SoftBankグループの生成AIユニットSB Intuitionsは、社内法務向けRAG試行3社に最高裁判所と選定高裁判所の判決をチャンク化した先例検索バンドルの出荷を始めた。幻の判例引用を減らす引用メタデータとセットで、弁護士が送るプロンプトごとにログを有効にしたSoftBankエンタープライズクラウドテナント上で試行が走る。

バンドルに入ったもの

データセットは2026年8月までの公開判決から頭注と主文段落を含み、訴因と破棄差戻し状態でタグ付け。エンジニアは封印証拠をスイープしうる全件スキャンを避け、裁判所が既にオンライン公開したテキストだけがインデックスに入ると言う。各チャンクは日本裁判所ポータルへの安定URLポインタを持ち、一次ソースを1クリックで開ける。

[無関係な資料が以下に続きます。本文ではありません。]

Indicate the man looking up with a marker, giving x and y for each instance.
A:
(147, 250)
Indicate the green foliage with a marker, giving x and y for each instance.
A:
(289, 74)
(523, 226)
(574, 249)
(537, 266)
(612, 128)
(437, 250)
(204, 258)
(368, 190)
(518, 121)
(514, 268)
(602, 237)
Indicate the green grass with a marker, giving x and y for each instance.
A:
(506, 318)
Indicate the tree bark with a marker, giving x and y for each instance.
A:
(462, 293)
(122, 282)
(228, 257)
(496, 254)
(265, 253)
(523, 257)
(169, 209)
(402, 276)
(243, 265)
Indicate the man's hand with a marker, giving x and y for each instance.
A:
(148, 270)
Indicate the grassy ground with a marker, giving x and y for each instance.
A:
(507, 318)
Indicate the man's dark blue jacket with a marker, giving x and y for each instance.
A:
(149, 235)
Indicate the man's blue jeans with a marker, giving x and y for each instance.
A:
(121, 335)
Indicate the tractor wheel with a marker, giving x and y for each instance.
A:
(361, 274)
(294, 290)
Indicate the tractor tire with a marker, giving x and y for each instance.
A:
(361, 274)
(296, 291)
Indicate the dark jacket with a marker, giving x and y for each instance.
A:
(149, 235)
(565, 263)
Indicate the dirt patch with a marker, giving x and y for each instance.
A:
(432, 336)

RAGパイプラインはチャンクを日本語法文向けに微調整したSoftBankホストLLMに付けるが、引用を捏造するよう訓練はしていない。モデルがメモを起草するとき脚注はバンドルIDに対応しなければならない。類似度スコアが内部閾値を下回ればUIは「支配的先例なし」と返し推測しない。

誰が試しているか

参加者は商社コンプライアンス、通信機器メーカーIPデスク、地方銀行訴訟ユニット——NDAで名称非開示。各社9月に約20席を割当。雇用・契約・消費者金融で繰り返しリサーチタスクを生む質問にプロンプトを限定。SB Intuitionsスタッフが週次レビューで弁護士が引用を訂正した回答に印を付ける。

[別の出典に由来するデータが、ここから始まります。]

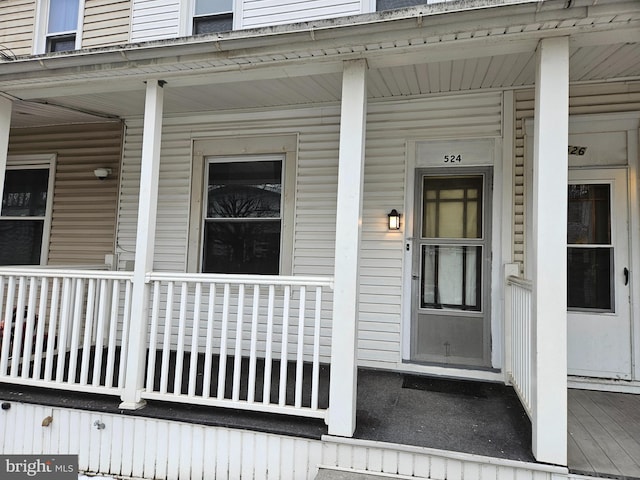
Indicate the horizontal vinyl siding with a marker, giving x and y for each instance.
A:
(584, 99)
(106, 22)
(84, 208)
(155, 19)
(389, 126)
(17, 18)
(260, 13)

SoftBank自身の法務はパイロット顧客ではない。SB Intuitionsは外部向けマーケ前に第三者フィードバックを欲しい。LegalOnやNEC法務テックは契約レビューを販売。SB Intuitionsは既にSoftBankクラウド容量を買う企業向けアドオンとして先例検索を売り込む。

プライバシーとガバナンス

個人情報保護委員会は従業員苦情ファイルを公開チャットボットに上げるなと警告。SB Intuitionsは案件固有事実をクライアント側編集ツール付き分離バケットに置くことを要求。先例検索クエリに原告名を入れるべきでない。ログ保持はデフォルト90日。法務ホールドが延長する場合を除く。

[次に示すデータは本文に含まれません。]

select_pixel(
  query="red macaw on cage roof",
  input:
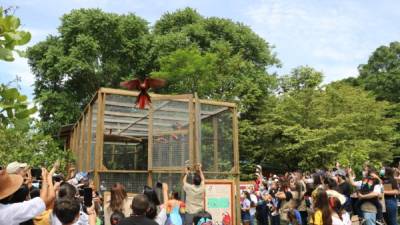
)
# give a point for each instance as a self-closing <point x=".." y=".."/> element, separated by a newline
<point x="143" y="99"/>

裁判文テキストへのRAGが再出版に当たるか弁護士が問うた。SB Intuitionsは裁判所オープンデータライセンスを引用し、判決を年単位でインデックスした学術プロジェクトを指摘。それでもパイロットはバルクチャンクを個人ノートPCへエクスポート禁止——SoftBankテナントのDLPで強制。

法務が期待すべき限界

バンドルは未公開下級審判決と外国先例を省略。Westlaw型体系書や省庁行政ガイダンスの代替ではない。SB Intuitions文書は提出前にすべての引用を手動確認——1990年代労働事件で覆しフラグが誤ラベルされ人間編集者が修正したパイロット後、太字で繰り返す免責。

国内データセンターで5チャンク回答のレイテンシ平均3秒未満。月曜朝3社が重なるクエリでスローダウンしスロットリング——10月に容量増強予定。

商用パス

パイロット成功なら席課金サブスク、先例インデックス月次更新を計画。SoftBankクラウドコミットメントに推論クレジットをバンドル——親がセキュリティ機器を売るecho。ライバルは裁判所ポータルで無料のキーワード検索と引用精度を比較する。

社内チームへの成果物は実判決に結びつく脚注付き監査可能メモ草案——自律弁護士ではない。SB Intuitionsへの賭けは、APIで呼べるモデルの上にRAGガードレールに払う日本企業がいること。9月評価は雄弁さより誤引用率に焦点。

慎重な読者がまだ知らないこと

パイロットは下層の基盤モデル版を開示せず、人間リサーチ弁護士対ベンチマークも未公開。数字が出るまでコンプライアンス担当は第一パスインデクサーとして扱い、提出システムではない。最高裁は先例を公開し続ける。製品の価値はクライアント事実を公開ボットに漏らさずエンタープライズ統制プロンプトに配線することだ。